Germany’s Volkswagen AG, the largest automaker in Europe and the second-biggest in the world, has recently received the approval from Thai authorities to construct a new assembly facility in the country.
The carmaker had actually been expecting the positive result for months, after delays dragged the company’s desire to build a manufacturing factory near Bangkok that would produce fuel-efficient models. According to a VW AG spokesperson, the company was given the positive news and their next move is to reassess the situation – they have actually have not come to any conclusion on whether to actually start building the factory, which is a confirmation of a recent report coming from German weekly magazine WirtschaftsWoche. People that have knowledge of the plans reported for Reuters last year that VW opted to apply for its first Thai plant as it mulled to take advantage of the country’s tax breaks that also stirred the interest and investment of General Motors and Ford.

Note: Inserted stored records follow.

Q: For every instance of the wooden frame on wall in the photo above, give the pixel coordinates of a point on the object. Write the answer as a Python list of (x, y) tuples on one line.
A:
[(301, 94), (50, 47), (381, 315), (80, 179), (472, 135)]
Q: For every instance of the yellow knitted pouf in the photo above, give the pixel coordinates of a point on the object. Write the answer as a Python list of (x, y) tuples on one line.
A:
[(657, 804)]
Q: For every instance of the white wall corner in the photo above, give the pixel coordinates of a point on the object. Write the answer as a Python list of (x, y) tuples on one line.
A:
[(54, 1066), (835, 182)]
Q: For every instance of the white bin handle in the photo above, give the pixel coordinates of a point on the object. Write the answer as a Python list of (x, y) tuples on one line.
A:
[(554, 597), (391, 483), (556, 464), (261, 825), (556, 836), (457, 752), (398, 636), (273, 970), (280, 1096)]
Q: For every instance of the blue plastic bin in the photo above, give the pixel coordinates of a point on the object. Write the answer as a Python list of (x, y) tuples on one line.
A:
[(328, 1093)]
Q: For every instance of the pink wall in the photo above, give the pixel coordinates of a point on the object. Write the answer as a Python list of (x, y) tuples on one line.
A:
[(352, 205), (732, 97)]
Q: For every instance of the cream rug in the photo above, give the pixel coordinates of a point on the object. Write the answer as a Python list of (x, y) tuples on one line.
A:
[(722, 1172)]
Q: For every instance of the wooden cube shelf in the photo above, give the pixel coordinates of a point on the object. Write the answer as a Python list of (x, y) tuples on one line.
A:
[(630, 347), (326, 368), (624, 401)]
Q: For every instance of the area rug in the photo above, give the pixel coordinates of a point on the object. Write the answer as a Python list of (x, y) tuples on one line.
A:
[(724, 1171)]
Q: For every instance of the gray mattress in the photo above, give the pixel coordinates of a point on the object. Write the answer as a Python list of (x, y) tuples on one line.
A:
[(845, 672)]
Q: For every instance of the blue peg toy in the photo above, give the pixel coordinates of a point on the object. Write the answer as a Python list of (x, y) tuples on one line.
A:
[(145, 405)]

According to the media reports surrounding the planned production facility, the factory would be worth one billion euro and would focus on building 1.4 litre petrol engine models – with a forecasted total capacity of up to 300,000 units annually. Volkswagen has already set a firm foothold in the region, with ongoing production of the Passat, Polo and Jetta cars in Malaysia together with a local business partner and also has a new factory in Indonesia set to take advantage of the country’s growing demand for European cars.